For loyal service and an unwavering commitment to protecting the community, Senior Constable Michael Wiegold was among those officers honoured.
The Senior Constable's father Ron, who was a police officer from 1955 to 1963, said he was "very proud" of his son's work.
"He always used to wear my cap and say 'I'll be a policeman daddy'," Ron recalled.
Senior Constable Wiegold said he joined the force after initially working as a welder, TAFE teacher and supervisor at the Fletchers abattoir.
"I was 39 when I went in," he said.
In the 17 years since he joined the force, Senior Constable Wiegold has performed a variety of roles including in rural crime and licensing teams. He was also part of the inaugural western region domestic violence high risk team established in 2017.
Now a supervisor in Narromine, the Senior Constable said dealing with child victims of crime was the hardest part of his job.
"Kids, infants, babies.. that's the hardest part, that's when it hits home especially when you've got kids of your own," he said.
Despite the often frightening situations police find themselves in, the needs of the community at-large always appear to trump those of individuals tasked with enforcing the law.

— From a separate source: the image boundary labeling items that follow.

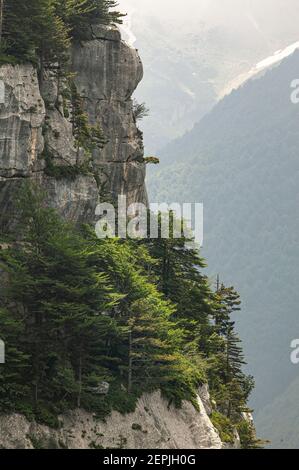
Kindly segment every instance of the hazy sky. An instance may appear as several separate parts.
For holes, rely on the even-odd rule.
[[[122,10],[133,8],[143,15],[176,20],[178,25],[203,21],[239,28],[250,19],[257,29],[273,32],[295,31],[299,14],[298,0],[119,0],[119,4]]]

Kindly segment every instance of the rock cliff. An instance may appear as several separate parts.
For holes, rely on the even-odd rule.
[[[93,221],[99,194],[126,194],[128,202],[147,202],[142,133],[136,126],[132,94],[142,79],[135,49],[113,27],[97,26],[90,40],[74,45],[71,70],[84,110],[103,131],[106,144],[92,152],[88,172],[54,177],[57,166],[83,159],[65,110],[63,87],[53,72],[38,77],[29,64],[0,67],[0,224],[9,224],[11,202],[20,181],[38,181],[49,204],[74,221]],[[4,91],[4,94],[3,94]]]
[[[113,413],[104,421],[76,410],[61,417],[62,427],[52,430],[30,423],[21,415],[0,416],[0,443],[4,448],[123,448],[123,449],[221,449],[212,425],[207,388],[199,390],[196,411],[184,402],[168,406],[159,392],[144,395],[134,413]],[[234,447],[238,447],[236,439]]]

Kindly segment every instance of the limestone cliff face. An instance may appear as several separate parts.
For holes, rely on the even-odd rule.
[[[134,413],[113,411],[105,422],[82,410],[61,417],[62,427],[52,430],[28,422],[21,415],[0,416],[3,448],[124,448],[124,449],[222,449],[209,418],[211,406],[206,387],[199,390],[196,411],[184,402],[181,409],[168,406],[159,392],[145,394]],[[239,447],[236,439],[235,448]]]
[[[46,152],[57,166],[83,159],[63,106],[59,80],[45,72],[38,79],[31,65],[0,67],[0,224],[9,224],[11,201],[24,178],[46,189],[49,204],[68,219],[93,221],[99,193],[128,202],[147,202],[142,134],[136,126],[132,94],[142,79],[135,49],[116,28],[97,26],[90,40],[72,51],[72,70],[91,124],[107,140],[92,155],[90,174],[54,178],[46,171]],[[95,177],[97,175],[97,177]]]

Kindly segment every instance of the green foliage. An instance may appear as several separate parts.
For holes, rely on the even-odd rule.
[[[113,0],[5,0],[1,61],[64,69],[73,39],[88,38],[91,24],[121,23]]]
[[[78,93],[74,81],[69,83],[69,99],[71,107],[70,118],[77,149],[82,148],[89,155],[97,148],[102,149],[107,141],[100,127],[89,123],[88,115],[84,111],[84,100]]]
[[[149,115],[149,108],[145,103],[138,103],[136,100],[134,100],[133,113],[136,121],[141,121]]]
[[[240,421],[237,426],[238,434],[241,440],[242,449],[263,449],[266,441],[257,439],[253,425],[245,419]]]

"Your mind just concentrates on who's there and you've gotta get a job done. We have to do as much as we can to protect the community," Senior Constable Wiegold said.

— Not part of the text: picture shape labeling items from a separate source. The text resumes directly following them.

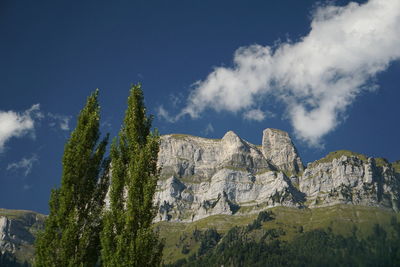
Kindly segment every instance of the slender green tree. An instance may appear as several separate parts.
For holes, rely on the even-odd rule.
[[[141,85],[133,85],[118,140],[111,146],[110,207],[101,234],[103,266],[158,266],[163,243],[153,231],[159,134],[151,132]]]
[[[61,186],[51,192],[50,214],[35,243],[35,266],[94,266],[100,256],[101,214],[108,188],[108,135],[99,141],[96,90],[81,110],[64,148]]]

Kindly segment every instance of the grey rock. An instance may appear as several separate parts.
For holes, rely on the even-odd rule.
[[[291,174],[303,171],[303,163],[287,132],[265,129],[262,139],[262,153],[267,160],[280,170]]]

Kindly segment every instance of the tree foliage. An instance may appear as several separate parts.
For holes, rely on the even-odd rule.
[[[35,266],[94,266],[98,261],[109,165],[103,159],[108,136],[99,142],[99,119],[96,90],[65,145],[61,186],[51,192],[50,214],[35,244]]]
[[[158,132],[151,132],[141,85],[133,85],[119,138],[111,146],[110,207],[104,214],[104,266],[158,266],[162,243],[153,231]]]

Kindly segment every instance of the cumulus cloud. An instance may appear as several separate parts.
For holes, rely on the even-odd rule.
[[[207,124],[206,128],[204,129],[203,133],[204,135],[209,135],[214,132],[214,127],[212,126],[211,123]]]
[[[243,118],[249,121],[263,121],[265,117],[265,113],[260,109],[250,109],[243,113]]]
[[[8,140],[27,134],[34,136],[35,120],[43,118],[40,105],[35,104],[30,109],[18,113],[15,111],[0,111],[0,152]]]
[[[69,131],[69,122],[71,120],[71,116],[61,115],[61,114],[54,114],[51,112],[47,113],[48,117],[50,118],[50,127],[58,126],[63,131]]]
[[[296,136],[310,145],[335,129],[347,107],[373,79],[400,58],[400,1],[317,8],[307,36],[274,47],[239,48],[232,67],[217,67],[193,85],[181,116],[197,118],[206,109],[258,113],[254,106],[274,98],[286,107]],[[247,114],[247,115],[246,115]]]
[[[18,162],[13,162],[7,165],[7,170],[18,171],[21,170],[23,175],[26,177],[29,173],[31,173],[33,164],[38,161],[38,157],[36,154],[33,154],[30,158],[22,158]]]
[[[175,122],[178,118],[169,114],[164,106],[159,106],[157,109],[157,115],[159,118],[166,120],[167,122]]]

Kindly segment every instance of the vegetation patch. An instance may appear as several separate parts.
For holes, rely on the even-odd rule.
[[[363,162],[368,161],[368,158],[363,154],[352,152],[349,150],[338,150],[338,151],[330,152],[324,158],[314,161],[313,163],[311,163],[311,167],[315,167],[316,165],[318,165],[320,163],[332,162],[334,159],[338,159],[341,156],[357,157],[358,159],[360,159]]]

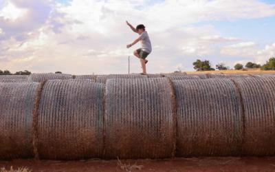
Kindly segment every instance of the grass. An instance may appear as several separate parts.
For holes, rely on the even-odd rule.
[[[214,70],[203,72],[187,72],[188,74],[275,74],[275,70],[261,70],[260,69],[250,69],[247,70]]]
[[[5,168],[0,169],[0,172],[31,172],[28,168],[18,168],[18,169],[14,169],[12,166],[10,169],[6,169]]]

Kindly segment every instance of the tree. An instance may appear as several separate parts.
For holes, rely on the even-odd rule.
[[[246,68],[261,68],[260,64],[256,64],[252,62],[248,62],[245,65]]]
[[[211,67],[209,61],[201,61],[201,60],[197,60],[193,63],[194,69],[197,71],[207,71],[207,70],[214,70]]]
[[[263,70],[275,70],[275,57],[270,58],[267,63],[263,65]]]
[[[24,71],[19,71],[19,72],[15,72],[15,75],[30,75],[32,74],[32,72],[30,72],[30,71],[28,70],[24,70]]]
[[[241,70],[243,69],[243,65],[242,64],[240,63],[236,63],[235,65],[235,66],[234,67],[234,68],[236,70]]]
[[[216,65],[216,69],[219,70],[228,70],[229,69],[229,67],[226,67],[226,65],[221,63]]]

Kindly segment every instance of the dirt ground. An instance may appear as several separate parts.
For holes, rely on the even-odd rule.
[[[164,160],[1,161],[0,168],[27,167],[32,171],[275,171],[273,158],[204,158]]]

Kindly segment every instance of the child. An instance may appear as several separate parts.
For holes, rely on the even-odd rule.
[[[146,75],[146,64],[148,63],[148,61],[146,61],[145,58],[152,52],[152,45],[149,36],[148,35],[147,32],[145,30],[145,26],[144,25],[138,25],[137,28],[135,28],[128,21],[126,21],[126,23],[134,32],[136,32],[140,35],[138,39],[135,40],[132,43],[128,45],[127,48],[134,45],[140,41],[141,41],[142,47],[135,50],[133,52],[133,54],[140,60],[142,67],[142,73],[141,73],[141,74]]]

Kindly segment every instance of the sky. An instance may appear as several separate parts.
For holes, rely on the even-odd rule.
[[[126,74],[130,56],[141,72],[126,21],[146,27],[148,73],[275,56],[274,0],[0,0],[0,69]]]

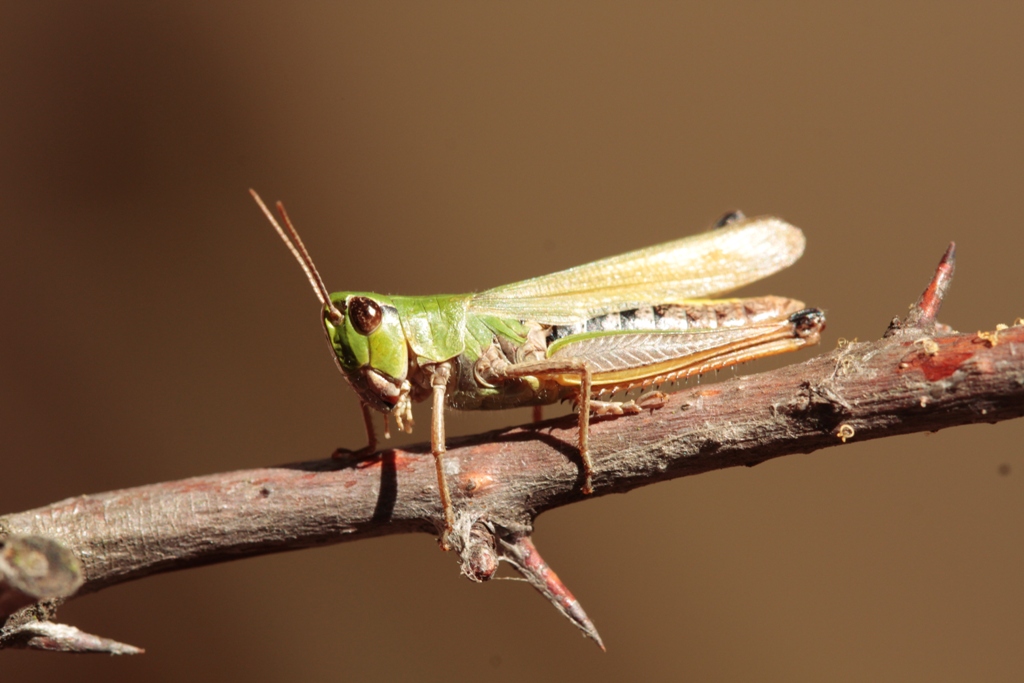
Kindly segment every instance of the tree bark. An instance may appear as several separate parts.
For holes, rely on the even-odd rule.
[[[950,246],[907,319],[894,321],[879,341],[847,343],[800,365],[690,387],[641,415],[595,420],[593,495],[854,440],[1024,415],[1024,322],[976,334],[937,324],[952,265]],[[474,581],[489,579],[500,561],[510,562],[600,644],[579,602],[529,539],[539,514],[586,498],[575,431],[569,417],[451,439],[445,465],[456,510],[453,549]],[[78,580],[72,581],[62,594],[69,597],[161,571],[442,527],[434,463],[422,444],[80,496],[0,517],[0,539],[10,548],[16,540],[43,537],[70,549],[81,567],[81,588],[76,592]],[[47,603],[15,611],[26,600],[54,595],[32,597],[3,566],[0,605],[9,608],[0,613],[8,617],[0,647],[75,649],[77,643],[75,651],[129,651],[113,641],[82,646],[83,637],[96,637],[81,632],[60,647],[52,635],[60,625],[48,621],[53,610]]]

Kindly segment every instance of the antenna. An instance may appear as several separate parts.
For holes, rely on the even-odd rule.
[[[278,212],[281,214],[281,219],[285,222],[285,226],[288,228],[287,231],[273,217],[270,210],[266,208],[266,205],[263,204],[263,200],[261,200],[259,195],[256,194],[256,190],[250,188],[249,194],[253,196],[254,200],[256,200],[256,204],[259,205],[260,209],[262,209],[263,215],[265,215],[267,220],[270,221],[270,224],[273,225],[273,229],[278,230],[278,234],[281,236],[285,246],[288,247],[288,249],[292,252],[292,255],[295,256],[295,260],[302,266],[302,271],[306,273],[306,278],[309,280],[309,284],[313,288],[313,293],[316,295],[316,298],[319,299],[321,304],[327,307],[328,311],[331,313],[331,317],[334,318],[335,322],[341,321],[344,316],[341,314],[341,311],[335,307],[334,302],[331,301],[331,293],[328,292],[327,287],[324,285],[324,280],[319,276],[319,272],[317,272],[316,266],[313,264],[313,259],[309,256],[309,252],[306,251],[306,246],[302,244],[302,238],[299,237],[298,230],[296,230],[295,226],[292,225],[292,221],[288,217],[288,213],[285,211],[285,205],[278,202]]]

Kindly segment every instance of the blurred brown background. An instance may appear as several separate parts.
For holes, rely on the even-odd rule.
[[[942,319],[1024,315],[1020,3],[7,1],[2,15],[2,512],[361,445],[314,298],[250,186],[287,201],[332,289],[484,289],[742,208],[805,229],[804,259],[746,291],[825,308],[824,349],[880,336],[953,239]],[[539,547],[607,654],[527,586],[460,578],[422,536],[109,589],[61,621],[145,655],[0,667],[1019,680],[1022,443],[1021,421],[854,441],[544,515]]]

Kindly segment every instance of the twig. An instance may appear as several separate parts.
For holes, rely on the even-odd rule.
[[[879,341],[679,391],[649,414],[596,421],[594,495],[850,440],[1024,415],[1024,324],[977,334],[937,324],[952,268],[950,245],[907,319]],[[585,498],[574,432],[574,419],[566,418],[452,439],[454,550],[474,581],[509,562],[600,644],[529,539],[539,514]],[[0,517],[0,538],[39,535],[66,544],[81,563],[81,594],[244,556],[436,533],[441,523],[433,460],[429,446],[419,445],[81,496]],[[37,614],[36,623],[47,616]],[[13,629],[32,621],[26,610],[11,616],[0,646],[13,644]]]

The Senior Constable and his dad Ron said when those community members and the police who have helped them reconnect, it was always a special experience.
"My greatest thing that I can recall is I attended an accident in West Wyalong in 1962 and as a result of the action at a T-intersection a little girl went through the window and severed her nose off," the former cop said.

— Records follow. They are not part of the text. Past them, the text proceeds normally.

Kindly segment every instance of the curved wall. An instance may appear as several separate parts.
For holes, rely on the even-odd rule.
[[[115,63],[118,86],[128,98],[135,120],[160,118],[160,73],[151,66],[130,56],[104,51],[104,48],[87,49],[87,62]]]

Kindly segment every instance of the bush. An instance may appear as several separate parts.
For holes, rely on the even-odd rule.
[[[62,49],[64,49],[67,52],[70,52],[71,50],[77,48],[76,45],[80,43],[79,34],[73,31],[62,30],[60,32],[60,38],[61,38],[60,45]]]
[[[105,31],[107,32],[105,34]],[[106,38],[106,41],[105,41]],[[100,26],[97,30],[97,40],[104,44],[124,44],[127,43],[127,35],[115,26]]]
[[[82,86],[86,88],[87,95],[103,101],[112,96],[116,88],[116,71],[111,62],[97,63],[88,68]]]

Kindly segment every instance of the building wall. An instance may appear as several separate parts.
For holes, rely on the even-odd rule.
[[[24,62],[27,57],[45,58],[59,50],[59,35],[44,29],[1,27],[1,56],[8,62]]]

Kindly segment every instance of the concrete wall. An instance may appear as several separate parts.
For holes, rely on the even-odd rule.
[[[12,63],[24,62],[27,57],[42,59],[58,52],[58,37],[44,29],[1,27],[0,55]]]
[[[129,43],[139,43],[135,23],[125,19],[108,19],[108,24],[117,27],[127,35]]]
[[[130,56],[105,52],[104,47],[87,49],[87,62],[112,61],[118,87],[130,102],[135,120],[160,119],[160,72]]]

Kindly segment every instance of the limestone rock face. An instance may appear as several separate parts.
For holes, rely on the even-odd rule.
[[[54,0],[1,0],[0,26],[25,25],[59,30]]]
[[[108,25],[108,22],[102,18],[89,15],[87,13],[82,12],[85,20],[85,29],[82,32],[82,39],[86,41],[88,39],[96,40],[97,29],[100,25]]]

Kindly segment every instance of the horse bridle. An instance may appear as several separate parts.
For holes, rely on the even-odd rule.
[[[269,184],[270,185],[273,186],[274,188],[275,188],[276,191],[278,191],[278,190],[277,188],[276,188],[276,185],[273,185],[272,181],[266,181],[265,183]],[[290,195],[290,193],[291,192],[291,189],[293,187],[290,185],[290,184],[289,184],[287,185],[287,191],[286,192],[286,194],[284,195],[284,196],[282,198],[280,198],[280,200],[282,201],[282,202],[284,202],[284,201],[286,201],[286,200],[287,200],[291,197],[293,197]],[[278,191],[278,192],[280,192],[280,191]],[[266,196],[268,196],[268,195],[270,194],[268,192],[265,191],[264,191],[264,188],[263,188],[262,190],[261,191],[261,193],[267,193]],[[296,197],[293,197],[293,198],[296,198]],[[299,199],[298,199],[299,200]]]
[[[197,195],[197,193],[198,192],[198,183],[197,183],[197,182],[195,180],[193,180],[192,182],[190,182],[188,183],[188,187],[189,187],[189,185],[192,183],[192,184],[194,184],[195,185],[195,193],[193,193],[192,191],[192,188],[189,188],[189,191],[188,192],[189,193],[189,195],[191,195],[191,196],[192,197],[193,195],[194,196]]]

"I happened to pick up this little bit of skin with a couple of meat ants on it."
After Ron gave his find to to a doctor, the girl's nose was reattached.
A few years ago Ron was back in West Wyalong, where he ran into a familiar face.
"I walked into the paper shop to do my lotto and you wouldn't believe it this little girl walked up to me and I said to her 'I know you... would you believe I'm the policeman that found your nose'," Ron said.
"I was so proud, she gave me a hug and a kiss and she didn't even charge me for my paper."